9: PETRIKOR

444 50 6
                                    


N O V A


Sudah 10 tahun sejak insiden Gerbang Api. Sejak kami berdua mencoba keluar mengejar suku kami.

Hanya untuk kembali lagi membawa luka.

Namun kini semua itu akan terjadi lagi. Aku dan Vidia akan menjejak masuk ke belantara sana untuk kedua kali, demi mencari jawaban.

"Kepala Koloni masuk! Kepala Koloni masuk!" Teriak pak kondektur yang kemarin melerai.

Daun oranye kecoklatan menaburi atap kabin atas kereta navigasi. Beberapa guguran menerpa wajahku yang membatu menatap barisan perintis, mengular dari ujung gerbang ke arah pusat sejauh mata memandang.

Sekilas, kami seperti gerombolan ternak bersiap masuk rumah jagal.

Aroma berubah, dingin udara kencang mulai menusuk bersama mentari yang perlahan hilang dibalik pusaran awan hitam.

Alat-alat navigator saling bergemricik. Poros teleskop berderit bersama kertas peta yang terbang jika tak kuganjal.

Perempuan pendek kulit gelap yang mana adalah ketua navigator ada di dek bawah, duduk bersama kapten di kemudi.

Belum ada sepatah kata dari mereka sejak mereka suruh aku menjaga dek atas sendiri.

Mereka buang aku ke atas sini. Yah, setidaknya aku tenang menyendiri menatap sumpeknya perintis-perintis saling berpamitan.

Mereka semua berpelukan dengan keluarga, mencium yang terkasih, serta menenangkan yang menangis.

Apa yang mereka lakukan? Tersenyum melepas yang tercinta ke neraka?

Konyol sekali.

Doktrin Koloni sangat kuat, otak mereka bahkan bisa dibeli dengan harapan manis. Membelah dadamu demi janji kemajuan yang tak jelas kapan terealisasi.

Helm-helm hitam biru tua itu memandangi kami seperti penonton tribun.

Pose sok gagah dan senyuman angkuh; sulit kuterima ada alasan kuat untuk mengerahkan mereka sebanyak ini jika bukan untuk pamer atau suntikan moral.

Aku menoleh ke sisi kiri pada kereta kuning logistik. Vidia berdiri menggantung berpegangan besi penyangga kargonya.

Tangan satunya sibuk membenahi rambut baru yang sekarang sebagian disemir biru.

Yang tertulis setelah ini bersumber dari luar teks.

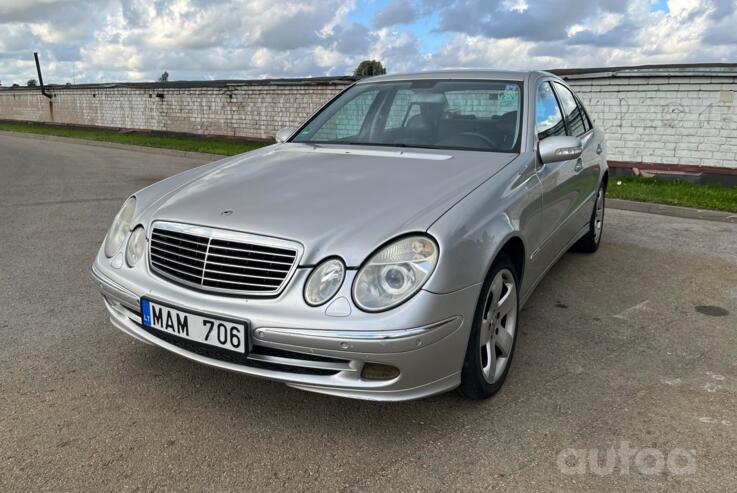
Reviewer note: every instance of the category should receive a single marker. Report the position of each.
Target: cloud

Merasa kuperhatikan, Vidia menoleh ke atas kereta navigasi dan tersenyum pasrah padaku. Kali ini tak lagi penuh penyangkalan; dia mulai menerima penampilan nyentriknya.

Drone-drone empat rotor berseluncuran di atas perbatasan, lalu diikuti dengungan dari pengeras suara di masing-masing drone.

Hiruk pikuk memudar.

Semua perintis terpaku menatap dinding gerbang yang menyembunyikan dunia luar kecuali beberapa pucuk pinus yang melambai-lambai.

"Va, itu beliau."

Sosok pria bertopeng kayu dan jas formal berjalan di atas platform dinding tembok.

Menyusuri pijakan besi, dia dikawal rombongan pasukan khusus berjubah yang juga memakai topeng-topeng kayu.

Wajahnya tak tampak, hanya rambut abu-abu pendek dan sepasang bulu burung menjulur ke atas layaknya antena belalang. Dua ranting dahi yang ujungnya digantung mata panah silver membentang ke kiri dan kanan.

Jas hitamnya kusut dengan kemeja biru muda, celana katun panjang, sepatu hitam, dan secarik dasi merah yang sedikit robek.

Dia persis dengan pekerja kantor yang Vidia lihat di majalah lama.